Source: classfmonline.com

Isaac Osei, Agyarko fight over TOR tank farm idea

Energy Minister Boakye Agyarko and CEO of TOR,  Isaac Osei Energy Minister Boakye Agyarko and CEO of TOR, Isaac Osei

CEO of the Tema Oil Refinery (TOR), Isaac Osei, has said he is not in favour of a proposal by Energy Minister Boakye Agyarko to convert Ghana’s only crude oil refinery into a tank farm.

Mr Agyarko announced his intention at an Offshore Technology Conference (OTC) Houston, Texas, recently, saying the government intends establishing a new refinery hub in the Western Region, where most of Ghana’s oil activity takes place, to serve the West African sub-region.

Mr Agyarko said the new refinery would be ready within three or four years, and would be able to refine about eight times more crude in terms of quantity than the current 20,000 barrels per day by TOR.

Speaking to journalists on the sidelines of the Downstream Petroleum Colloquium by the National Petroleum Authority (NPA) in January 2018, Mr Agyarko said: “We want to make sure that in the next three to four years, we build a brand new TOR of about 150,000 barrels of oil per day throughput and then gradually ease out the old TOR which becomes a tank farm for the new TOR”.

He said: “Because the new TOR currently is at 20,000 barrels of oil per day, which is not satisfactory and if you ramp it up, the most you could get out of the old engine is 80,000 barrels of oil per day.”

According to Mr Agyarko, the building of a new refinery “is to create a hub in the Western Region where you have the refining, storage, transportation and trading all happening within an enclave.

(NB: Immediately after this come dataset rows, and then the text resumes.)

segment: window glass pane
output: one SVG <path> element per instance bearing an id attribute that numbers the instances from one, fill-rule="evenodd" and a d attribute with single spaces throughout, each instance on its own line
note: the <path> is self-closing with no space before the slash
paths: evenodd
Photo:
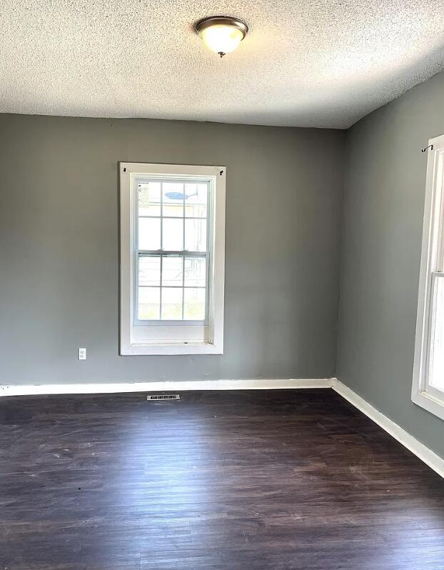
<path id="1" fill-rule="evenodd" d="M 205 287 L 206 259 L 202 257 L 185 258 L 185 282 L 188 287 Z"/>
<path id="2" fill-rule="evenodd" d="M 206 251 L 206 220 L 185 220 L 185 249 Z"/>
<path id="3" fill-rule="evenodd" d="M 185 184 L 185 216 L 206 218 L 207 184 Z"/>
<path id="4" fill-rule="evenodd" d="M 139 216 L 161 215 L 161 183 L 139 182 L 138 184 Z"/>
<path id="5" fill-rule="evenodd" d="M 140 256 L 138 258 L 138 284 L 160 286 L 160 256 Z"/>
<path id="6" fill-rule="evenodd" d="M 158 319 L 160 300 L 160 287 L 139 287 L 138 319 L 141 321 Z"/>
<path id="7" fill-rule="evenodd" d="M 162 285 L 179 285 L 183 283 L 183 259 L 182 256 L 163 256 L 162 259 Z"/>
<path id="8" fill-rule="evenodd" d="M 161 219 L 138 219 L 138 249 L 161 249 Z"/>
<path id="9" fill-rule="evenodd" d="M 182 296 L 183 289 L 162 287 L 162 319 L 166 321 L 182 319 Z"/>
<path id="10" fill-rule="evenodd" d="M 164 219 L 162 247 L 173 251 L 183 249 L 183 220 Z"/>
<path id="11" fill-rule="evenodd" d="M 429 382 L 444 391 L 444 277 L 435 278 L 435 322 L 432 324 L 432 350 Z"/>
<path id="12" fill-rule="evenodd" d="M 163 182 L 162 204 L 162 216 L 183 217 L 183 184 Z"/>
<path id="13" fill-rule="evenodd" d="M 183 290 L 183 319 L 187 321 L 203 321 L 205 319 L 206 290 Z"/>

It will be largely export-oriented.”

Mr Agyarko said: “We’ve already put in place an implementation committee which is looking at all the facets and the regulations required. … In my speech, I made reference to the need to make adjustments to the law.

“We’ve sent out the various teams to look at all the other hubs that operate in the world. I believe that in the not too distant future – two, three years you will begin to see the actual manifestations of these developments,” Mr Agyarko said.

The minister’s reiteration of the TOR tank farm idea, has sparked opposition from Mr Osei, who told journalists at the OTC event that: “I didn’t come to TOR to preside over its demise”, adding that: “…It’s also part of our strategic plan to ensure that the existing refinery works and I have no doubt in my mind that with the technicians and engineers that we have, TOR, now in a better place than it has been for year, will work”.

The TOR CEO noted that as a national asset, the current refinery should be protected rather than converted into something is was not built for.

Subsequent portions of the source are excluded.